2.2.3. Stability Analysis by Root Mean Square Deviation

RMSD refers to the occurrence of deviations that were noticed during the evolution of the simulation [38,39,40]. Furthermore, the RMSD defines the stability of the protein as the smaller the RMSD, the greater the stability [39]. In the current investigation, the RMSD was examined for the protein backbone (bb), ligand, and protein–ligand complex (com). The ref bb demonstrated an average RMSD of 0.52 nm with an initial raise in the RMSD during 6000 ps to 13,210 ps, which remained stable thereafter. The curA bb was well equilibrated from the origin of the simulation and remained stable during the progression of the simulation with an average of 0.49 nm (Figure 8A). Interestingly, the protein–ligand complex also generated a similar profile, suggesting that the ligand must have resided in the binding pocket of the protein during the advancement of the simulation (Figure 8B). Likewise, the ligand also demonstrated a stable RMSD during the entire simulation. Notably, the ref was stable with an average of 0.19 nm, while the curA showed a marginal raise at 17,500 ps and then remained stable (Figure 8C).

2.2.4. Radius of Gyration

The radius of gyration (Rg) governs the protein compactness. The average Rg for ref was recorded as 2.64 nm. The Rg profile for the ref was observed to be raised from 6000 ps to 14,360 ps, as was observed with the RMSD, after which the system was finely equilibrated during the process of simulation (Figure 8D). On the other hand, the protein backbone of curA was remarkably compact during the course of the simulation with an average of 2.60 nm (Figure 8D). The RMSD and the Rg findings highlight that the protein structure was steady during the simulation run (Figure 8).

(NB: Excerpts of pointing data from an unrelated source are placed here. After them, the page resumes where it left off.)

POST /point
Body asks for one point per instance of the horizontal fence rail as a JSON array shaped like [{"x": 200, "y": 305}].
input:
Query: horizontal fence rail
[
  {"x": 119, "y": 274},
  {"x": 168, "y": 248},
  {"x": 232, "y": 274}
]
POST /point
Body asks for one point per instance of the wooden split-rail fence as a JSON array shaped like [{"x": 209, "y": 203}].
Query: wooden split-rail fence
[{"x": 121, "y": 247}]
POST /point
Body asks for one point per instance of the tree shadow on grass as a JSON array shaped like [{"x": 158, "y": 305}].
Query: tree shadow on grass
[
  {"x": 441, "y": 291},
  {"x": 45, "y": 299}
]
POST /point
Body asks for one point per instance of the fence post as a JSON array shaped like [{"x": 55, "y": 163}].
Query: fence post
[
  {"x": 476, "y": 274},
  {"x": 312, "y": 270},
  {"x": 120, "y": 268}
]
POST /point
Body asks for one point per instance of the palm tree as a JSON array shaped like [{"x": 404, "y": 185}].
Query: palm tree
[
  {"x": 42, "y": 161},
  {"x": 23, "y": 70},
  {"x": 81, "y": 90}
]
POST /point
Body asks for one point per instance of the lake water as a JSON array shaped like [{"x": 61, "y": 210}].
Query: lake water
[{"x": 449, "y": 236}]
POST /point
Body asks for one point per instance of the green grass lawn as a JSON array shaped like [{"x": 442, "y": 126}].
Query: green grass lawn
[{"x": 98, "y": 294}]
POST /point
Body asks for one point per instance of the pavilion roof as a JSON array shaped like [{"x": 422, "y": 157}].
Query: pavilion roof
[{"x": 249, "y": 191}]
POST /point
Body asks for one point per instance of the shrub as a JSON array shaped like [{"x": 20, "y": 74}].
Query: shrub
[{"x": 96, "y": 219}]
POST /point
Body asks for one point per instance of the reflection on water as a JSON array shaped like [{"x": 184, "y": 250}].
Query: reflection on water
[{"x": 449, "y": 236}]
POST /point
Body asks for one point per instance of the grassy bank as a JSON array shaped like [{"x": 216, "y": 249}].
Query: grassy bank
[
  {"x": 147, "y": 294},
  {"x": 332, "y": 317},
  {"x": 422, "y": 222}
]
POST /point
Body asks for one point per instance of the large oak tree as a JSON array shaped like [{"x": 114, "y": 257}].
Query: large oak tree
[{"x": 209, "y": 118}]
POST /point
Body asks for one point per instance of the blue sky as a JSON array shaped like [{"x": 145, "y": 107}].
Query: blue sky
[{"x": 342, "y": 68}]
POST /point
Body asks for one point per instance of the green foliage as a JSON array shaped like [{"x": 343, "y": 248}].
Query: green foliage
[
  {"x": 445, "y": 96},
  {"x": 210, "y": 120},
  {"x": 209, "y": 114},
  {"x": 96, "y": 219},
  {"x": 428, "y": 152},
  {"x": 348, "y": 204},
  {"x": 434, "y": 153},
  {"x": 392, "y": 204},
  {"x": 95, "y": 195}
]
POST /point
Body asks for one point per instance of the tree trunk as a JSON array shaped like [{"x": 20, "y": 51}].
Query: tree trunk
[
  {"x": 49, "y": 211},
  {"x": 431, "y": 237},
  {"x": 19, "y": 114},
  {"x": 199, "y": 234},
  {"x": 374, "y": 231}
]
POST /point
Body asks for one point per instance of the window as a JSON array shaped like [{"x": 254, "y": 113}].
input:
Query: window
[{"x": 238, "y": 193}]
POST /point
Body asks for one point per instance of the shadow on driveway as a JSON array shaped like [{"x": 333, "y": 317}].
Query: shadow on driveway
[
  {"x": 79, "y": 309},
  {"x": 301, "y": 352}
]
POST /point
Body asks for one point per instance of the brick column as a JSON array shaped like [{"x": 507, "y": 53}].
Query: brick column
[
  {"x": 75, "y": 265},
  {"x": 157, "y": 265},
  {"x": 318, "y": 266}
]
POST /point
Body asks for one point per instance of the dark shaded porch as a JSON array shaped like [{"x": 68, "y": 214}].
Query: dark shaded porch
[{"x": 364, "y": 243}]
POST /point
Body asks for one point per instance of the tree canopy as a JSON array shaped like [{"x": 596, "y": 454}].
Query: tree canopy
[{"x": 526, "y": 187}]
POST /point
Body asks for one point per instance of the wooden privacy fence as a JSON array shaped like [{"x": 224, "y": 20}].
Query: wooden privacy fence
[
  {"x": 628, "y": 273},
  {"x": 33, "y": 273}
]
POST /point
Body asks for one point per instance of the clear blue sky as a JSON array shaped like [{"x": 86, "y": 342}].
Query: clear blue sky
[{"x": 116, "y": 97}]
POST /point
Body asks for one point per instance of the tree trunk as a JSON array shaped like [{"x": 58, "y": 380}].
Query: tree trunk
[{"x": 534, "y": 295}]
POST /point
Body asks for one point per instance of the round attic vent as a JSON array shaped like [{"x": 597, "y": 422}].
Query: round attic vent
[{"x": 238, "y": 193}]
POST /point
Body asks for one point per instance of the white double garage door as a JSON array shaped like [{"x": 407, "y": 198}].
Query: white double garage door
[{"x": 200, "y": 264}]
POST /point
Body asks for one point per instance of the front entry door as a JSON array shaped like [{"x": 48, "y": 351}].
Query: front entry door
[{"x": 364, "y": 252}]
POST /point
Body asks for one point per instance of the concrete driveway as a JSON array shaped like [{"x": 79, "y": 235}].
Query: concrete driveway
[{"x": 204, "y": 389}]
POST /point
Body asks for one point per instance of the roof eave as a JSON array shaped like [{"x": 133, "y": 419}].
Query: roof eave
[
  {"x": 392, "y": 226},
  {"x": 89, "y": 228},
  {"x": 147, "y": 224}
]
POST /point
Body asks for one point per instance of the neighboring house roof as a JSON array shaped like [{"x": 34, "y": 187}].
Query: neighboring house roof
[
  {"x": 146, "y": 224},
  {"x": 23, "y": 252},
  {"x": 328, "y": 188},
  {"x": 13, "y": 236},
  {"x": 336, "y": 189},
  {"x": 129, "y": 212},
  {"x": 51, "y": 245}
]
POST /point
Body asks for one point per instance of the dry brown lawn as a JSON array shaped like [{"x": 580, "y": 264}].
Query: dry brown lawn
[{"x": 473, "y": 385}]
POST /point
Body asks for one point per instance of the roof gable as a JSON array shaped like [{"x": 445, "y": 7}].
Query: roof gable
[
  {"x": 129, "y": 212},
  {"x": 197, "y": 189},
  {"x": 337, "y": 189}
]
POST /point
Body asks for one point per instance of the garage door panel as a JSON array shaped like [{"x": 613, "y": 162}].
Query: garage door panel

2.2.5. Root Mean Square Fluctuations

RMSF plots impart knowledge on the residue specific fluctuation rendered during the simulations. The results of ref and curA have shown that, largely, the protein was stable with no major fluctuations. However, the residues from 250–266 have demonstrated fluctuations of about 0.4 nm. Interestingly, these residues are not part of the binding pocket and therefore, it is speculated that they have no major impact on the binding of the ligand (Figure 9A).

2.2.6. The Compound Accommodates at the Same Binding Pocket as the Cocrystallised Ligand

From the stable RMSD, the last 5 ns structures were extracted and aligned on to the X-ray structure. It was revealed that the compound was positioned at the same binding pocket as that of the cocrystallised ligand clamped by various residues (Figure 10). The ref has generated two hydrogen bonds with the key residues Gln207 and Ala232, respectively (Figure 11A). Interestingly, the key residue Tyr200 has prompted a π–π stacked interaction with the ring B, C, and D of the ligand. Ring B has additionally formed a π–interaction with the residue Glu285. The peripheral region of the ref was held by the carbon hydrogen bonds with the residues Thr226 and His 527 accommodating the ligand at the binding pocket of the protein. The other key residues have generated van der Waals interactions, adhering the compound at the binding pocket (Figure 11B).
The compound curA has formed four hydrogen bond interactions with the residues Arg202, Gly227, Thr231, and His527, respectively (Figure 11C). The key residue Tyr200 has interacted with ring B of the ligand via π–π stacked interaction. The residue Val526 has generated a π–alkyl interaction with ring A of the ligand. Other key residues have clamped the ligand with van der Waals interaction firmly holding the ligand at the active site of the protein (Figure 11D).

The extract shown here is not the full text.